Bobby_M 10-04-2008 02:19 PM

My beef with Brewing Classic Styles
I completely understand that the book idea started with Palmer wanting to make a recipe book geared toward extract brewing. It's probably the reason the format ended up like it did. However, it's really offputting that all grain versions of the recipes are treated like afterthoughts.

First, the primary recipe is assumed to be extract and instead of duplicating the whole thing, or at least the fermentables list, it uses a somewhat cryptic "replace this with that" for the all grain option. What's worse is that the extract and steeping grains list also includes its relative percentages but you don't get that in the dumbed down all grain portion.

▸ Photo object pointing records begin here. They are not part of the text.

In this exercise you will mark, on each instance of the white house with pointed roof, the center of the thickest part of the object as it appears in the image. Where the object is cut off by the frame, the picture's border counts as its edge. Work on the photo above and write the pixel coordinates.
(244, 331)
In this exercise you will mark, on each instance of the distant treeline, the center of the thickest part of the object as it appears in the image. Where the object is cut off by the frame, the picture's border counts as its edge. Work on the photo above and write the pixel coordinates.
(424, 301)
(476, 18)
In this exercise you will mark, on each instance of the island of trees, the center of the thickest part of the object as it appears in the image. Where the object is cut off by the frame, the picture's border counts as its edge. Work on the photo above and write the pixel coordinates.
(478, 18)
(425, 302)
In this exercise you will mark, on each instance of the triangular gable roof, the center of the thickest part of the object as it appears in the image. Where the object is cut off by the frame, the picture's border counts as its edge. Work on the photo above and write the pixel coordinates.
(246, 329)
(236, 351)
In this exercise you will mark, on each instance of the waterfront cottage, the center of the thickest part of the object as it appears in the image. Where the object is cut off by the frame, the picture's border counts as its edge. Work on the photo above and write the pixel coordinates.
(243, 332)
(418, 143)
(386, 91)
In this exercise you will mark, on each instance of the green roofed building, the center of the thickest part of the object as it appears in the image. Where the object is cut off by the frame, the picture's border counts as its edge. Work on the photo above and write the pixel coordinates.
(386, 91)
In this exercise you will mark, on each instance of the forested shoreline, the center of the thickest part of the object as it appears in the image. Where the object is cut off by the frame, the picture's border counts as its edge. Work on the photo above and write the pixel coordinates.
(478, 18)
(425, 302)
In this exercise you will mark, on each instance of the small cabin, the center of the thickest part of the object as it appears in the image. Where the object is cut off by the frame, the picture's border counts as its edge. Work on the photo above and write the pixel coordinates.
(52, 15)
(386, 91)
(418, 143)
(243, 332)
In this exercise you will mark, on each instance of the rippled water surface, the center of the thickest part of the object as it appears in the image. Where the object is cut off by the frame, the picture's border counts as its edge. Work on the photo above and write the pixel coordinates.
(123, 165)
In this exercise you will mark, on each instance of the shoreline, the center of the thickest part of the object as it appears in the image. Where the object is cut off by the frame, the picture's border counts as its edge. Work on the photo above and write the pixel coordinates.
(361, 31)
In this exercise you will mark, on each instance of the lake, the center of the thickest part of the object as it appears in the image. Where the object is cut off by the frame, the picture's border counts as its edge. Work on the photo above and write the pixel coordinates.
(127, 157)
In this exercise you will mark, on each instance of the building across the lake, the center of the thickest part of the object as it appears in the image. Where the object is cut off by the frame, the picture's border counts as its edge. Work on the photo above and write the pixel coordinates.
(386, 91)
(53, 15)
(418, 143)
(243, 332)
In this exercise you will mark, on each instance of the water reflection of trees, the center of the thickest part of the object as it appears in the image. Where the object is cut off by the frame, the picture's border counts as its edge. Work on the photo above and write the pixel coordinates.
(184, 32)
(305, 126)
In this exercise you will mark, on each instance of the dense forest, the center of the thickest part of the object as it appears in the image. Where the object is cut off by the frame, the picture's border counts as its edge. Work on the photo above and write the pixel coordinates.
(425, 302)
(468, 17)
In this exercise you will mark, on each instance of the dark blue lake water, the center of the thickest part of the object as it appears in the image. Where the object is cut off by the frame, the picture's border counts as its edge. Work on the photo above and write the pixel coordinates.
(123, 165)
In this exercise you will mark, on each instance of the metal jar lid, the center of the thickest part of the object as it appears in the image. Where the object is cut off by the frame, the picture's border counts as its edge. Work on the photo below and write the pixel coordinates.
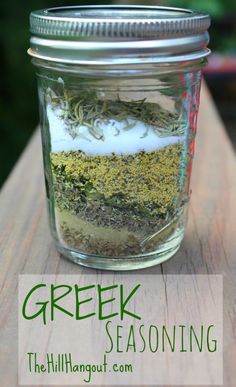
(107, 35)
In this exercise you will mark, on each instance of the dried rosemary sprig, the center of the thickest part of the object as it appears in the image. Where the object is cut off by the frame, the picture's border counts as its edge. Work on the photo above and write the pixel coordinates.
(87, 109)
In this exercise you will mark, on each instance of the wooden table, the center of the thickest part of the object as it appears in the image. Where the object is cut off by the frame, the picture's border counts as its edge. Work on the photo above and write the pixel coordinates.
(209, 246)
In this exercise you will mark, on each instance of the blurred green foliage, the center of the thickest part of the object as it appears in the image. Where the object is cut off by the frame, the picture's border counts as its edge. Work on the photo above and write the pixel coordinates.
(18, 98)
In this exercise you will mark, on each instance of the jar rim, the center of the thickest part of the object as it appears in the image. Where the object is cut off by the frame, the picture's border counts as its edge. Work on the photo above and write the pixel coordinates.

I fully acknowledge that there are probably more extract brewers than all grain, but this isn't the kind of thing that encourages growing in the hobby either. If they're Jamil's recipes, that means they actually had to convert them to accomodate extract. It just seems backwards.


Beerrific 10-04-2008 02:35 PM

It can be annoying and hard to open the book and just look at an all grain recipe. I have, for the most part, put all the recipes into my brewing software (BeerAlchemy) and just open that to look at the recipe.

But, I think it was a good move to make it as simple as possible for the extract brewer so a brewer at any stage or level of experience can open it and figure the recipe out. I guess the figured the all grain brewers have seen recipes and can figure it out.

Brew-boy 10-04-2008 02:53 PM

I think the book is excellent and you are right it is geared more towards extract. I would imagine they thought all grain brewers would have no problem replacing this for that. I have not had any problems using his book in fact have won many first and second place medals using JZ/Palmers book.

TeleTwanger 10-04-2008 03:11 PM

I love his PA book! As for the recipes I always cringe at all the white sugar additions. I made a few of the recipes and they came out ok but just like every recipe I take them with a grain of salt (or one gram of calcium sulfate dihydrate) :D

edit: just realized I was thinking of the recipes from Brew your own Brirish real ale that has the white sugar additons.

vapor2020 10-04-2008 05:45 PM

Yeah, The Clonebrew books are the same way. I pretty much need to rewrite the recipes for all-grain with a calculator in hand. It's worth it, though.

brewjunky 10-04-2008 06:53 PM

I made the cream ale on that book and it turned out great

the_bird 10-04-2008 07:32 PM

I think he specifically made the beer very extract-friendly, both because he figured most AG brewers can figure it out (and will have to adjust for their systems and efficiencies anyway) - but more importantly since books like Designing Great Beers are very much focused on the AG brewer. I think he saw a niche in the market, for a recipe book that would be specifically focused on extract.

BrianP 10-04-2008 08:19 PM

I just bought the book yesterday. I don't mind reading the footnotes for the rest of the grain bill.

Bobby_M 10-04-2008 11:25 PM

I'm not saying that I'm incapable of getting it done, but I think a small list of the entire grainbill for the all grain version would have been a nicer way of going just like Radical Brewing does it.

StunnedMonkey 10-05-2008 12:38 AM

Aren't the recipes in the book the exact same ones from his podcasts? Or is there additional stuff in the book?